No dia seguinte, fizemos a travessia para Israel na região de Sodoma no Mar Morto. É um lago de água salgada alimentada pelo Rio Jordão que banha a Jordânia e Cisjordânia.  As suas águas são consideradas por muitos como medicinais, a origem do nome deve-se pelo fato de não ter espécies de seres vivos tanto animais e vegetais, isso ocorre pelo número elevado de sal, diz a lenda local que ao colocar a lama do mar na pele rejuvenesce cinco anos e eu é claro que fiz o teste.

Após visita ao Mar Morto fomos as ruínas de Jericó, Cidade mencionada no livro de Josué, vista panorâmica do monte onde Jesus foi tentado e jejuou por quarenta dias e quarenta noites no deserto. Não poderia deixar de falar de uma experiência que tive nesse trecho da viagem, nada fácil, uma travessia de fronteiras entre o Egito e Israel, limite de territórios com espera de quase três horas de pura tensão. Ao me dirigir ao Guichê, onde realizam o controle do passaporte e revistam nossas bagagens muitas vezes, pedem para abrir as malas até que um “guardião” se convence em te liberar. Depois de vencer essa batalha seguimos viagem.

Imagine um lugar lindo e muito especial. Estou falando do Rio Jordão, do qual certamente você já deve ter ouvido falar. A natureza do lugar é bela, águas cristalinas que te trazem paz de espírito, local citado muitas vezes na Bíblia, como por exemplo o momento em que Jesus fora batizado e depois em outra passagem em que cura um leproso. Até o peixe do Rio é saboroso, provamos o famoso peixe de Pedro, em um restaurante com uma vista deslumbrante para o Mar Vermelho.

Momentos mais tarde, visitamos as ruínas de Cafarnaum, Cidade onde morou Jesus. Visitamos uma Sinagoga e não poderíamos terminar o dia de outra forma: embarcamos em um barco réplica da época de Jesus para cruzar o Mar da Galileia, durante a navegação lembramos dos milagres de Jesus e as travessias de seus discípulos naquele mar, um deles a multiplicação dos pães e dos peixes.
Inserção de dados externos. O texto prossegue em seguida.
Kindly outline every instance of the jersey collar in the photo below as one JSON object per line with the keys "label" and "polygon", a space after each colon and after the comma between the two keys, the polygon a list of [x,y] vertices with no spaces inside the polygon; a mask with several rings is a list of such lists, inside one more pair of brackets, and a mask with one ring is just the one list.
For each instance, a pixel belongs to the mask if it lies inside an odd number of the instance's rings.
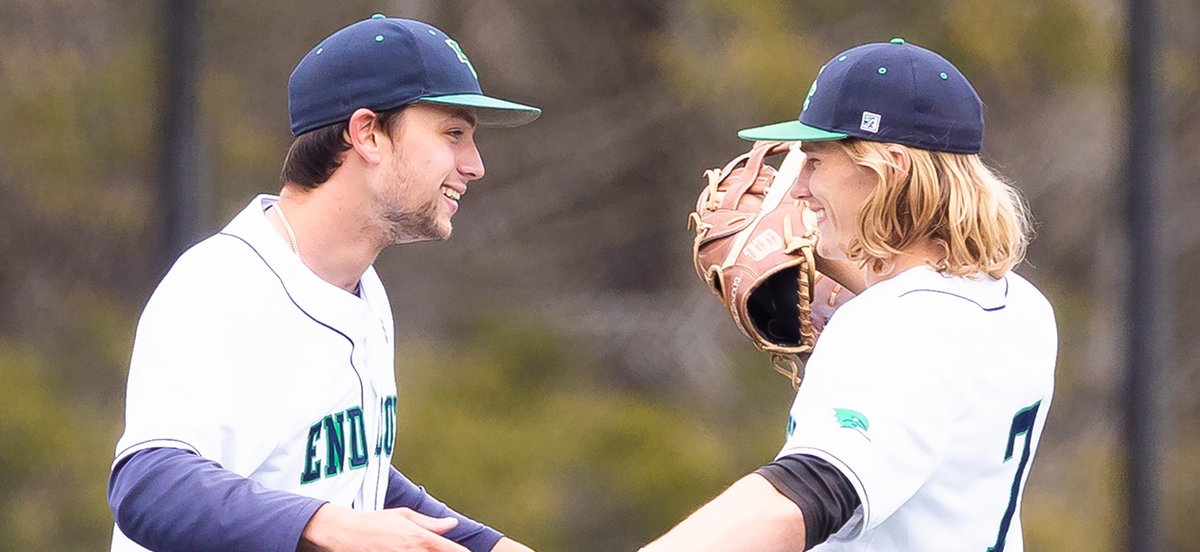
{"label": "jersey collar", "polygon": [[[280,283],[296,306],[320,322],[352,332],[363,323],[369,305],[364,298],[335,286],[309,270],[292,251],[271,223],[265,210],[279,201],[278,196],[263,194],[255,197],[229,225],[222,230],[246,242],[263,262],[279,277]],[[364,278],[371,275],[368,267]]]}
{"label": "jersey collar", "polygon": [[984,311],[998,311],[1008,304],[1008,275],[999,279],[943,276],[928,266],[910,268],[885,282],[894,286],[897,296],[916,293],[940,293],[974,303]]}

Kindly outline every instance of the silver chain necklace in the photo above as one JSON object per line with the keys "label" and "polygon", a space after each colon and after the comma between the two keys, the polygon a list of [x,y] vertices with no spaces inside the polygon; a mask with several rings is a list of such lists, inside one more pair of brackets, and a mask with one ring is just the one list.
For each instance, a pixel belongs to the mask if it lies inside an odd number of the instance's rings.
{"label": "silver chain necklace", "polygon": [[288,224],[287,217],[283,215],[283,207],[281,207],[279,205],[278,201],[275,202],[274,207],[275,207],[275,212],[279,214],[279,222],[283,223],[283,229],[287,231],[288,239],[292,240],[292,252],[295,253],[297,257],[299,257],[300,256],[300,246],[296,244],[296,233],[292,231],[292,225]]}

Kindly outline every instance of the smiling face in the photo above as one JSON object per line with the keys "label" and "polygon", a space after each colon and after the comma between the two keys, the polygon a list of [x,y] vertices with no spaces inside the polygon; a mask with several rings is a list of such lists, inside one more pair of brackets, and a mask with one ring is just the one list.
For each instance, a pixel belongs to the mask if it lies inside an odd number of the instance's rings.
{"label": "smiling face", "polygon": [[384,245],[449,238],[467,184],[484,173],[474,112],[418,102],[390,134],[371,186]]}
{"label": "smiling face", "polygon": [[821,232],[817,253],[826,259],[846,259],[850,240],[858,232],[858,212],[875,189],[878,177],[850,159],[836,142],[805,142],[804,168],[792,193],[807,201]]}

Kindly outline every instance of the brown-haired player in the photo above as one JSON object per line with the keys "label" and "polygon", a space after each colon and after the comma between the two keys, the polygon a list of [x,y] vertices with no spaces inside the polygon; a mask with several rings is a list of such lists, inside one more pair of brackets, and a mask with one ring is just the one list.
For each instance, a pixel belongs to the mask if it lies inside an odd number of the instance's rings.
{"label": "brown-haired player", "polygon": [[[372,264],[450,236],[485,96],[441,30],[376,15],[305,53],[280,195],[189,249],[142,313],[109,479],[114,551],[528,552],[392,466],[392,312]],[[437,451],[424,454],[437,455]]]}

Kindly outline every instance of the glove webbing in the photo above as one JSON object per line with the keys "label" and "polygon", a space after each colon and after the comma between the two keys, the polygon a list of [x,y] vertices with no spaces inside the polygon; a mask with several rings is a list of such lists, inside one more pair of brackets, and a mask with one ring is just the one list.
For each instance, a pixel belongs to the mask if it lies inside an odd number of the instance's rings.
{"label": "glove webbing", "polygon": [[[808,271],[814,268],[812,247],[802,247],[800,264],[796,268],[796,309],[800,311],[800,345],[810,352],[816,345],[816,333],[812,327],[812,289],[809,287]],[[804,381],[804,364],[790,355],[771,353],[771,367],[792,382],[792,389],[799,390]]]}
{"label": "glove webbing", "polygon": [[[811,351],[817,344],[817,334],[812,325],[812,285],[817,279],[817,263],[813,259],[812,242],[801,242],[800,237],[792,233],[791,227],[791,219],[783,219],[787,240],[795,244],[789,247],[800,252],[800,264],[796,265],[796,310],[800,311],[800,345]],[[810,238],[812,233],[810,231],[804,238]]]}

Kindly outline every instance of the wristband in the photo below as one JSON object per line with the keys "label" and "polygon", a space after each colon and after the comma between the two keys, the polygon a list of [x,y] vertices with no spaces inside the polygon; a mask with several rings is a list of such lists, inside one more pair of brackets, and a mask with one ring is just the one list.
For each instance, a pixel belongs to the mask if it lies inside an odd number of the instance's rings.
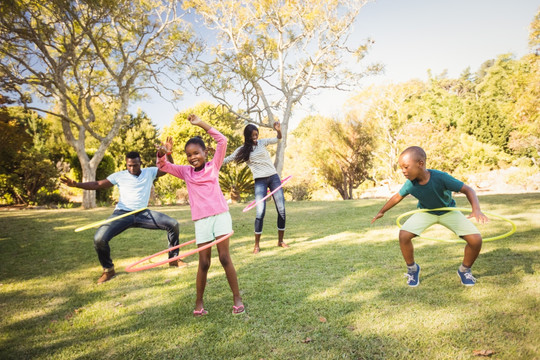
{"label": "wristband", "polygon": [[172,151],[171,151],[171,152],[168,152],[168,153],[167,153],[167,154],[165,154],[165,155],[171,155],[171,154],[172,154]]}

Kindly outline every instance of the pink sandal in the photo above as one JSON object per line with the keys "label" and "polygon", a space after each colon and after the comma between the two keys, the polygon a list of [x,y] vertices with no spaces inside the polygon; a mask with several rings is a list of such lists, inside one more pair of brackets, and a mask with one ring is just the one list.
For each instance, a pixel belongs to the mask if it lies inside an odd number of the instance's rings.
{"label": "pink sandal", "polygon": [[238,305],[238,306],[233,305],[232,308],[233,308],[232,310],[233,315],[240,315],[246,311],[246,308],[244,307],[244,305]]}
{"label": "pink sandal", "polygon": [[208,315],[208,311],[204,310],[204,308],[202,308],[201,310],[193,310],[193,316],[195,317],[201,317],[204,315]]}

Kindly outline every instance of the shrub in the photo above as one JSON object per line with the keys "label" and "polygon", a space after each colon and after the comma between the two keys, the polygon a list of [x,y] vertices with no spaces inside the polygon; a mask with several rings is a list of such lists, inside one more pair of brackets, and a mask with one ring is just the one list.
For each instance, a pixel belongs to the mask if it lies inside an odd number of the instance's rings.
{"label": "shrub", "polygon": [[245,200],[251,193],[255,181],[251,170],[245,165],[229,165],[219,173],[219,185],[225,194],[229,194],[233,202]]}
{"label": "shrub", "polygon": [[35,201],[39,205],[60,205],[69,203],[69,199],[62,196],[58,189],[49,191],[44,187],[37,192]]}
{"label": "shrub", "polygon": [[311,200],[313,188],[309,181],[303,180],[287,186],[285,192],[291,196],[292,201]]}

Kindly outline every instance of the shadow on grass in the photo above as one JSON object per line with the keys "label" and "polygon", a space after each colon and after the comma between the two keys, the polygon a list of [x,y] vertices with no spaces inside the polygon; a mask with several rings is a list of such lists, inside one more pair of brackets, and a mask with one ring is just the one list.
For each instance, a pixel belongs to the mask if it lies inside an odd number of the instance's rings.
{"label": "shadow on grass", "polygon": [[[538,202],[535,199],[529,201]],[[434,349],[450,358],[464,357],[464,328],[497,340],[510,332],[512,341],[523,343],[530,329],[515,331],[523,326],[521,317],[482,309],[476,297],[490,296],[483,288],[504,291],[520,282],[521,273],[534,274],[538,251],[511,248],[510,240],[491,243],[475,267],[483,284],[469,289],[455,274],[463,245],[419,243],[422,282],[408,288],[394,221],[395,214],[409,210],[411,204],[400,204],[392,216],[370,226],[382,202],[288,203],[290,249],[275,246],[275,210],[268,204],[263,251],[257,256],[250,253],[254,214],[243,214],[241,205],[232,206],[236,233],[231,254],[247,314],[231,314],[230,289],[214,255],[205,293],[209,315],[203,318],[192,316],[196,257],[188,259],[195,266],[186,269],[161,267],[134,274],[120,270],[116,279],[97,286],[100,268],[93,231],[75,234],[67,224],[54,231],[62,221],[78,226],[85,213],[62,214],[64,220],[49,214],[0,218],[0,226],[9,231],[0,240],[1,260],[9,265],[1,270],[5,335],[0,355],[387,359],[428,358]],[[169,215],[182,218],[181,241],[191,240],[193,229],[185,220],[185,209],[178,214],[171,210]],[[109,212],[95,213],[95,220]],[[521,231],[520,241],[532,244],[537,234],[535,228]],[[165,246],[164,232],[139,229],[111,242],[120,269],[131,261],[127,259]],[[516,303],[524,312],[534,311],[534,301],[527,296]],[[483,321],[506,323],[486,329]],[[474,341],[470,346],[483,344]]]}

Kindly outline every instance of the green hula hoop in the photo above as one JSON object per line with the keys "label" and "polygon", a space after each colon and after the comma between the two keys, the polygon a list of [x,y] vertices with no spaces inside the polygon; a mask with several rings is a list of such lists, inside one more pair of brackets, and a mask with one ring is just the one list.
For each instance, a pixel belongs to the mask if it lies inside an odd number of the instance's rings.
{"label": "green hula hoop", "polygon": [[[446,210],[446,211],[467,211],[467,212],[471,212],[472,210],[471,209],[466,209],[466,208],[454,208],[454,207],[444,207],[444,208],[437,208],[437,209],[416,209],[416,210],[412,210],[412,211],[408,211],[406,213],[403,213],[401,214],[400,216],[398,216],[398,218],[396,219],[396,224],[399,228],[401,228],[401,223],[399,222],[401,219],[403,219],[405,216],[408,216],[408,215],[412,215],[412,214],[416,214],[416,213],[420,213],[420,212],[428,212],[428,211],[442,211],[442,210]],[[497,215],[497,214],[493,214],[493,213],[488,213],[488,212],[485,212],[485,211],[482,211],[485,215],[489,215],[491,217],[494,217],[494,218],[497,218],[497,219],[501,219],[501,220],[504,220],[506,221],[507,223],[510,223],[510,225],[512,225],[512,229],[510,231],[508,231],[507,233],[504,233],[502,235],[498,235],[498,236],[493,236],[493,237],[490,237],[490,238],[486,238],[486,239],[482,239],[483,242],[488,242],[488,241],[495,241],[495,240],[499,240],[499,239],[503,239],[505,237],[508,237],[510,235],[512,235],[513,233],[516,232],[516,224],[508,219],[508,218],[505,218],[504,216],[501,216],[501,215]],[[429,238],[429,237],[424,237],[424,236],[418,236],[418,237],[421,237],[422,239],[426,239],[426,240],[435,240],[435,241],[444,241],[444,242],[465,242],[465,240],[461,240],[461,239],[435,239],[435,238]]]}

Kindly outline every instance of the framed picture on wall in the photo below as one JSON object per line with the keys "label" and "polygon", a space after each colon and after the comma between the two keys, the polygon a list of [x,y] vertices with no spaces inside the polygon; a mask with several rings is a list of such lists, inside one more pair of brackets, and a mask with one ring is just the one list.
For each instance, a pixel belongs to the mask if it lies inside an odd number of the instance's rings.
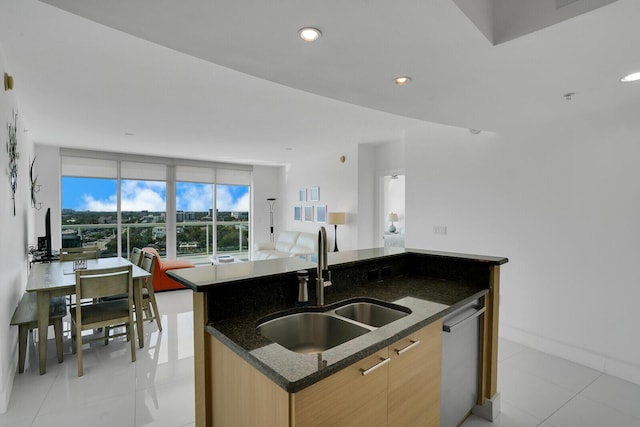
{"label": "framed picture on wall", "polygon": [[316,222],[327,222],[327,205],[316,206]]}
{"label": "framed picture on wall", "polygon": [[304,207],[304,222],[313,222],[313,206]]}
{"label": "framed picture on wall", "polygon": [[293,207],[293,220],[302,221],[302,207],[300,206]]}
{"label": "framed picture on wall", "polygon": [[311,187],[311,201],[312,202],[320,201],[320,187]]}
{"label": "framed picture on wall", "polygon": [[300,194],[299,200],[301,202],[306,202],[307,201],[307,189],[306,188],[301,188],[299,194]]}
Começa a parte mais emocionante da viagem: a subida ao Monte das Oliveiras para uma visão de toda a esplanada dos templos e muros da Cidade de Jerusalém, porta dourada, decida até o Getsêmani, Jardim das Oliveiras, local onde Jesus orou, foi traído e entregue aos Romanos. E, por último, descemos até o Muro das Lamentações, chamado também de Muro Ocidental, para os Judeus o lugar mais sagrado. Ali há uma visão das muralhas da época e do segundo templo que foi destruído. É um local onde os judeus e cristão vão orar. Antes de adentrar o local, homens e mulheres são separados, os homens devem usar quipá e as mulheres lavam suas próprias mãos. Uma tradição dos Judeus é não virar as costas para o Muro após suas orações por uma questão de respeito.

Por fim, uma caminhada pela Cidade Velha, local onde Jesus curou paralíticos e foi julgado e condenado por Pilatus a crucificação, caminhada pela Vila Dolorosa, saindo para o Monte do Gólgota, visitamos o túmulo onde Jesus foi sepultado e ressuscitou, o mais incrível é entrar no local e perceber que não há vestígios, pois ele vive entre nós.

No último dia, seguimos em direção ao Vale de Armagedom, local mencionado pelo livro de Apocalipse, que descreve a batalha naval entre o bem e o mal na qual Deus vai intervir e destruir os exércitos do anticristo como predito nas profecias, além da vinda de Jesus. Depois desta experiência incrível, saímos para as fontes de Gideão na região de Gileade.

Em nossa última noite, participamos de um evento na Torre de Davi.

Os dias são quentes e as noites tranquilas. Por falar em tranquilidade, o exército de Israel é um dos mais preparados do mundo. Em Israel, as mulheres aos seus 12 anos já se alistam. Diversas vezes encontramos grupos de soldadas armadas e simpáticas.

Minha dica seria esta: antes de programar sua próxima viagem pense em considerar uma viagem a Israel, como uma oportunidade de vivenciar passagens singulares da Bíblia.